# Algorithm Needed; \$25,000 Reward

It’s not quite the Netflix Prize — which paid \$1 million to whoever could improve that company’s Cinematch recommendation algorithm by 10 percent — but there’s a new competition designed to predict magazine sales at newsstands. It’s being run by Hearst and the Direct Marketing Association. Rules are here; the top prize is \$25,000. [%comments]

#### Ian Kemmish

\$25,000 sounds pretty paltry. I might consider it in return for the combined salaries of all the experienced old guys with centuries of collective experience whom I'd be putting out of work.

#### Max

Yeah, especially since Hearst can learn from all the applicants. A clever framework for solving a problem can be more valuable than a winning solution, and Hearst gets to keep all the applicants' submissions.

#### Nate C.

If you're not allowed to include any external data sources, aren't many contestants going to end up with the same answer?

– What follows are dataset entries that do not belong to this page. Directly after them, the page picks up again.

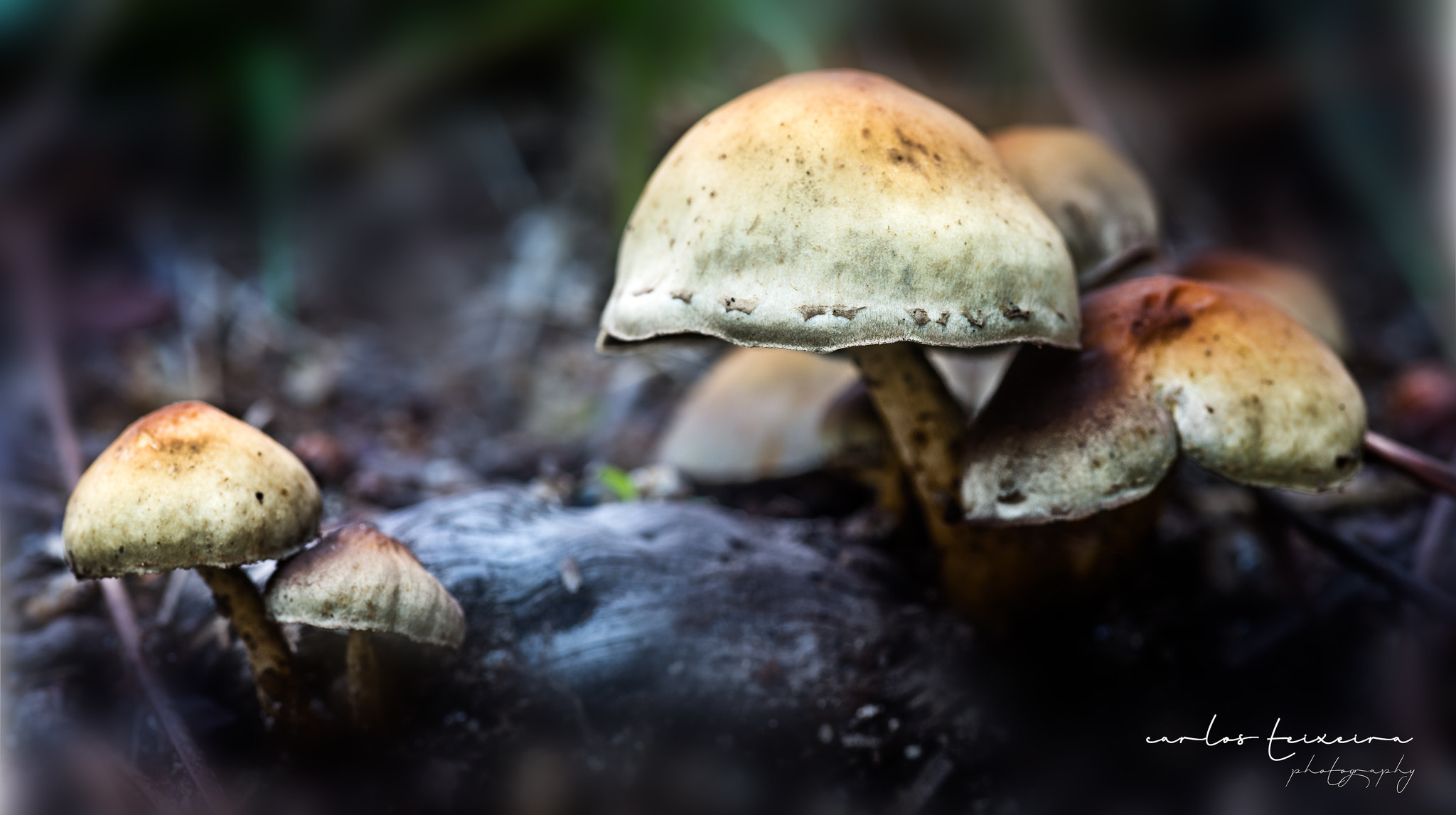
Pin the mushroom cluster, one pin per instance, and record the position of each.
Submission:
(837, 210)
(188, 486)
(361, 581)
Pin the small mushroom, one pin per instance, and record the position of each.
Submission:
(190, 486)
(1292, 289)
(774, 414)
(840, 210)
(363, 581)
(1168, 366)
(1100, 203)
(757, 415)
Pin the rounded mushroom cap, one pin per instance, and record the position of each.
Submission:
(756, 415)
(1097, 198)
(1292, 289)
(361, 580)
(1238, 385)
(837, 208)
(186, 486)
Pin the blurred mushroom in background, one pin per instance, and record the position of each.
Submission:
(190, 486)
(366, 582)
(1101, 204)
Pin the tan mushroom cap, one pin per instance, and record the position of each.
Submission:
(1168, 364)
(837, 208)
(361, 580)
(771, 412)
(1097, 198)
(186, 486)
(1292, 289)
(756, 415)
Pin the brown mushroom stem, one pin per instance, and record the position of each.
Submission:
(925, 425)
(361, 668)
(1432, 472)
(268, 655)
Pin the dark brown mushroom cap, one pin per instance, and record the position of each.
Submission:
(1232, 382)
(358, 578)
(186, 486)
(837, 208)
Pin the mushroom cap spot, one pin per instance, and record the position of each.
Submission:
(358, 578)
(1168, 364)
(181, 488)
(1100, 203)
(1292, 289)
(847, 191)
(756, 415)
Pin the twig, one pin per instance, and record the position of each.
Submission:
(1432, 472)
(23, 255)
(1361, 559)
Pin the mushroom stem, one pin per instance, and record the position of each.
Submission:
(361, 666)
(1432, 472)
(925, 425)
(268, 655)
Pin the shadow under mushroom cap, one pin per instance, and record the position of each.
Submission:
(1228, 379)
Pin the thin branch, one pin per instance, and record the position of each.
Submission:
(1432, 472)
(1361, 559)
(25, 257)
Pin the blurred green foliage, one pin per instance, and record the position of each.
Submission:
(287, 80)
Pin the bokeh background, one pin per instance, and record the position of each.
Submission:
(385, 230)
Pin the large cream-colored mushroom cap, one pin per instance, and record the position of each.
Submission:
(1232, 382)
(1292, 289)
(837, 208)
(186, 486)
(361, 580)
(1097, 198)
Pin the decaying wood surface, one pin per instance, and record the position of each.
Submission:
(668, 603)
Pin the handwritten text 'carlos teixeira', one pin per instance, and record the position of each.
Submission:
(1332, 772)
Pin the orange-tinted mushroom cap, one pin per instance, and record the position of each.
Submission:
(1288, 287)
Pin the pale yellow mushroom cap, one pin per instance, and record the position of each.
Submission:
(1232, 382)
(1097, 198)
(756, 415)
(361, 580)
(837, 208)
(771, 414)
(186, 486)
(1292, 289)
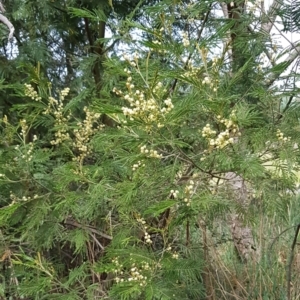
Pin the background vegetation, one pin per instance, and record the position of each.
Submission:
(149, 150)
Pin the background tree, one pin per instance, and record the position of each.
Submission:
(158, 161)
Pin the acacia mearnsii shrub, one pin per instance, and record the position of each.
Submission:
(175, 180)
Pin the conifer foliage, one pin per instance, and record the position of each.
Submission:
(148, 150)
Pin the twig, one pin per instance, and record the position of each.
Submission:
(289, 266)
(191, 53)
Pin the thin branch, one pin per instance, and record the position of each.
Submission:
(269, 18)
(10, 26)
(289, 266)
(293, 55)
(191, 53)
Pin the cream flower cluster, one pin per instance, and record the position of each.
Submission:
(225, 137)
(31, 93)
(281, 137)
(84, 132)
(137, 165)
(24, 128)
(189, 191)
(147, 236)
(55, 108)
(185, 39)
(146, 107)
(175, 255)
(136, 273)
(174, 194)
(150, 153)
(16, 199)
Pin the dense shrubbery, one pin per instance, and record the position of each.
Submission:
(174, 178)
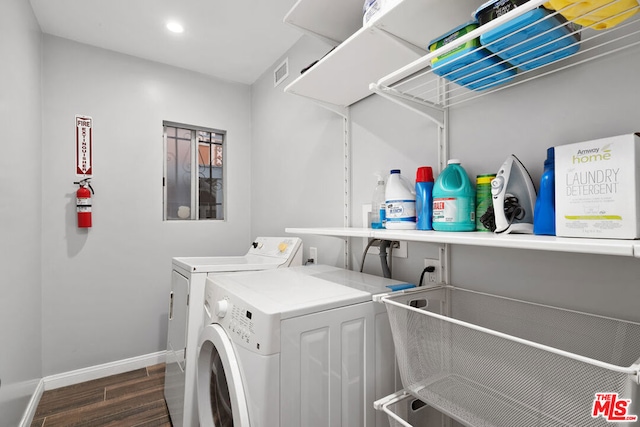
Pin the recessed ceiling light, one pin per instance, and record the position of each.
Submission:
(174, 27)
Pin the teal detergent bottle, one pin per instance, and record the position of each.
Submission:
(454, 204)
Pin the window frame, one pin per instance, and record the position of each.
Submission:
(195, 193)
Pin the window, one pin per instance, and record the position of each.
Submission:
(193, 176)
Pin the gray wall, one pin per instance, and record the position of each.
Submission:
(20, 189)
(297, 167)
(591, 101)
(105, 290)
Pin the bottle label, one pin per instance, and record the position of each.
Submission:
(401, 210)
(452, 209)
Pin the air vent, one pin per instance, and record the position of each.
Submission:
(281, 72)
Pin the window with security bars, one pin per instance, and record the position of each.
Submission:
(193, 173)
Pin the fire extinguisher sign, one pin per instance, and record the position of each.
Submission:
(84, 146)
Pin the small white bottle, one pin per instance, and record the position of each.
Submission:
(400, 198)
(378, 204)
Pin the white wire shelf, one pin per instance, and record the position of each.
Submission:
(614, 247)
(486, 360)
(418, 83)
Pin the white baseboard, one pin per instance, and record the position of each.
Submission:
(30, 411)
(99, 371)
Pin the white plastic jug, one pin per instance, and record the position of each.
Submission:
(400, 198)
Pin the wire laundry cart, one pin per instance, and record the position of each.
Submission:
(485, 360)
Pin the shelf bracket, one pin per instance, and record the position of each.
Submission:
(338, 109)
(426, 109)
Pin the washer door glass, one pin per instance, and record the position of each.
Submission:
(221, 398)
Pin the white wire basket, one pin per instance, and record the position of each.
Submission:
(486, 360)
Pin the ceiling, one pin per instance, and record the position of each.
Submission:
(236, 40)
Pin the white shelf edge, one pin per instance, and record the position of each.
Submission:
(615, 247)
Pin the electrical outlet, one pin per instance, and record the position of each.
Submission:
(435, 276)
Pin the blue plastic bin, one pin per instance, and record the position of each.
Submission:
(532, 39)
(469, 65)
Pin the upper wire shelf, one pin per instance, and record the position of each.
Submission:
(495, 70)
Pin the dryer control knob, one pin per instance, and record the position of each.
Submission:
(221, 308)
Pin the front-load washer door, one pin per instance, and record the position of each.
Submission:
(221, 397)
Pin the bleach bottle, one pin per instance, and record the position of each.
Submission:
(378, 204)
(454, 204)
(400, 199)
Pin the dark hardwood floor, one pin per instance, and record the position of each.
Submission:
(131, 399)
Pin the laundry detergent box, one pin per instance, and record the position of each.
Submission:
(597, 187)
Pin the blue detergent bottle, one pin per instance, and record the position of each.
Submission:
(454, 200)
(424, 198)
(544, 213)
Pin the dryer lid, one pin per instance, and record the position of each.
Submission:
(286, 292)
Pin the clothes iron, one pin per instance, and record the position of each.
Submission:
(514, 198)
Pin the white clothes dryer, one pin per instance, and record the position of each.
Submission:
(304, 346)
(186, 316)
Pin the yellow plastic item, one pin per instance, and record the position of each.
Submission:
(594, 13)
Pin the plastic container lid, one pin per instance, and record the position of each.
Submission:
(481, 9)
(424, 174)
(454, 30)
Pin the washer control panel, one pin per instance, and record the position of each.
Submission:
(245, 325)
(280, 247)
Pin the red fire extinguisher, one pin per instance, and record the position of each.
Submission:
(83, 203)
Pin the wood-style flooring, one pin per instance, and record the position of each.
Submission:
(131, 399)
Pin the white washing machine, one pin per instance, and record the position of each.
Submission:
(186, 316)
(305, 346)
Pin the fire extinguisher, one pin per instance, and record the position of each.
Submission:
(83, 202)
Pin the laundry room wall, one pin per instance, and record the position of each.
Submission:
(298, 158)
(593, 100)
(105, 290)
(20, 183)
(297, 154)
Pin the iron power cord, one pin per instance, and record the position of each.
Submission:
(429, 269)
(512, 211)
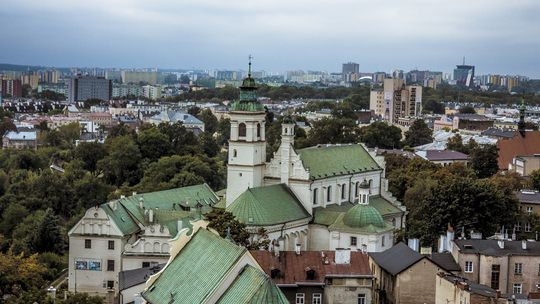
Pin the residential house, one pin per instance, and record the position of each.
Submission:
(451, 289)
(404, 276)
(341, 276)
(443, 157)
(130, 233)
(205, 268)
(509, 266)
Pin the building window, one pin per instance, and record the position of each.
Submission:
(517, 288)
(242, 130)
(468, 266)
(329, 194)
(110, 265)
(518, 268)
(361, 298)
(495, 273)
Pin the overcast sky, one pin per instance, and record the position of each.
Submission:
(498, 36)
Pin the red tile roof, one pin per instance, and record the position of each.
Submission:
(518, 145)
(293, 267)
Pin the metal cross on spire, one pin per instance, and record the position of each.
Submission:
(249, 69)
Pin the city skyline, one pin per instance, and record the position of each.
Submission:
(497, 37)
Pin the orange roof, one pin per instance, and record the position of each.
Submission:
(517, 145)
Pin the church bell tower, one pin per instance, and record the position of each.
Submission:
(247, 145)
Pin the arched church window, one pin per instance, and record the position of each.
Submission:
(329, 194)
(242, 130)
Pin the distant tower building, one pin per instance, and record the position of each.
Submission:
(350, 71)
(396, 100)
(82, 88)
(247, 146)
(464, 74)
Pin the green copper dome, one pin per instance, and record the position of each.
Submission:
(248, 96)
(363, 215)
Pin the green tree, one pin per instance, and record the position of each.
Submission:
(382, 135)
(121, 165)
(154, 144)
(90, 153)
(226, 224)
(418, 134)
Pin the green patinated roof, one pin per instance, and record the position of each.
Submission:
(196, 271)
(363, 215)
(383, 206)
(268, 205)
(340, 225)
(172, 199)
(332, 215)
(121, 218)
(253, 286)
(327, 161)
(167, 206)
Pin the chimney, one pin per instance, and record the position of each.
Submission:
(151, 216)
(276, 249)
(343, 256)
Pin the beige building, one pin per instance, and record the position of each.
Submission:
(508, 266)
(404, 276)
(396, 100)
(451, 289)
(524, 165)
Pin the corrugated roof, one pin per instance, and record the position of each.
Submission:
(292, 267)
(196, 271)
(121, 218)
(253, 286)
(268, 205)
(332, 160)
(396, 259)
(491, 247)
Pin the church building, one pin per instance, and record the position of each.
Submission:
(318, 198)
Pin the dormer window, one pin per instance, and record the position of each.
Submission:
(242, 130)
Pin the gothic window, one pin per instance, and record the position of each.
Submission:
(329, 194)
(242, 130)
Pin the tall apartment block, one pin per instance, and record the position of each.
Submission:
(81, 88)
(350, 71)
(396, 100)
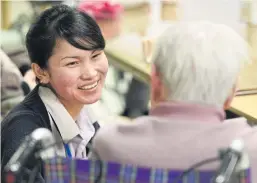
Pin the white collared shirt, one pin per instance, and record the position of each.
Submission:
(76, 133)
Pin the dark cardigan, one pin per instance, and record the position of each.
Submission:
(27, 116)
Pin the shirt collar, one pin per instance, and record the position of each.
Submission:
(67, 127)
(189, 111)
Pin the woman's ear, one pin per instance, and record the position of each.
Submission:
(41, 74)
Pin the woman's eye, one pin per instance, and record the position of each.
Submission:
(73, 63)
(96, 55)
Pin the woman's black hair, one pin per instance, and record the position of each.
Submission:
(62, 22)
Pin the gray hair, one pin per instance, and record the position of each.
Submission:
(200, 61)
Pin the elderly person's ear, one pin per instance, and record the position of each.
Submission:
(229, 100)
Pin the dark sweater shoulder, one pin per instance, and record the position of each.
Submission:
(21, 121)
(30, 111)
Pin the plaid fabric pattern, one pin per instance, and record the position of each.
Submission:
(65, 170)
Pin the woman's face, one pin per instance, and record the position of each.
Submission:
(77, 75)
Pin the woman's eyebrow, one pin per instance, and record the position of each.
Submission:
(70, 57)
(98, 50)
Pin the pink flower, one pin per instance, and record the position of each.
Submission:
(101, 9)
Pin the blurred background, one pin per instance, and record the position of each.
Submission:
(131, 29)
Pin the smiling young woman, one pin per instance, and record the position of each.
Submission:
(66, 48)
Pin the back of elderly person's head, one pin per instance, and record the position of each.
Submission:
(198, 62)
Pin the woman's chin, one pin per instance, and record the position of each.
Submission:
(90, 99)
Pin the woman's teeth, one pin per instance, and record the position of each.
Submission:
(88, 87)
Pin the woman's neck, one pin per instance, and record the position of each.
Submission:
(73, 109)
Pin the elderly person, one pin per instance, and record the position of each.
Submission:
(193, 80)
(66, 48)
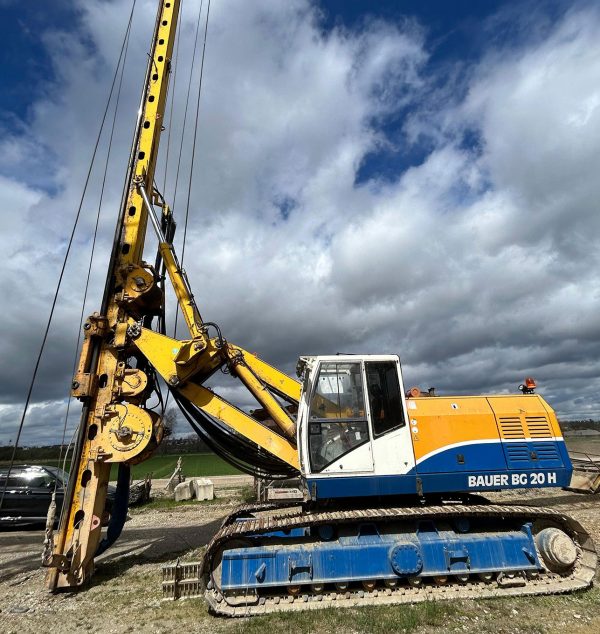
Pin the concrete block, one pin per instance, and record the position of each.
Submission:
(184, 491)
(203, 488)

Additionally, they're holding data back? That's like saying "tell me the seasonal batting averages of these players" and only providing the data where they played the Pittsburgh Pirates, then providing the Yankees and wondering why the model wasn't accurate.

#### Ryan

Nate, the question is whether they can predict future sales. In order to do this, they have to test the models against data. They can't simply test against the same data that was used to build the data because this would be akin to knowing the results of the future data, making the model itself unnecessary.

Also, presumably, the data provided will be a random sample of the full data. Your example assumes that they are going to hold back specific types of transactions whereas that would make little sense from a modeling perspective.

It is common practice to build models from a sample and test against another random sample. This is how you validate your model.

#### Matt

It took a 19 hour plane trip to India to convince me to buy a physical magazine (mainly because I cannot read or play on my Droid during take-off or landing). I'd suggest starting the algorithm with:

if (owns(smartPhone))
{
return false;
}

#### David

Nate (#3), it's about using the sources that you're given so that the solution to the problem can be replicated by the companies themselves. Additionally, data is withheld because the withheld data is used to check the algorithm's predictive accuracy. The same was done with the netflix prize.

#### MarkD

\$25,000? Really?

Netflix paid a ton of cash because the algorithm was *worth* that amount to them (not to mention the publicity value). I'm pretty sure Hearst and the DMA could scrape together double this from their couch cushions and lunch martini budget alone.

I hope they get a grand total of one applicant from a struggling grad student who scribbled some idea on a napkin and sent it in.

#### infopractical

The pie may be so small because this particular pie making business is a relic of an institution.

#### Meg

Online contests are very popular among scientific community of data miners, because they provide the most objective and fair comparison of different algorithms. Many such competitions are hosted in TunedIT.org - http://tunedit.org/challenge - for instance a recent contest funded by TomTom was designed to predict traffic jams for GPS navigation.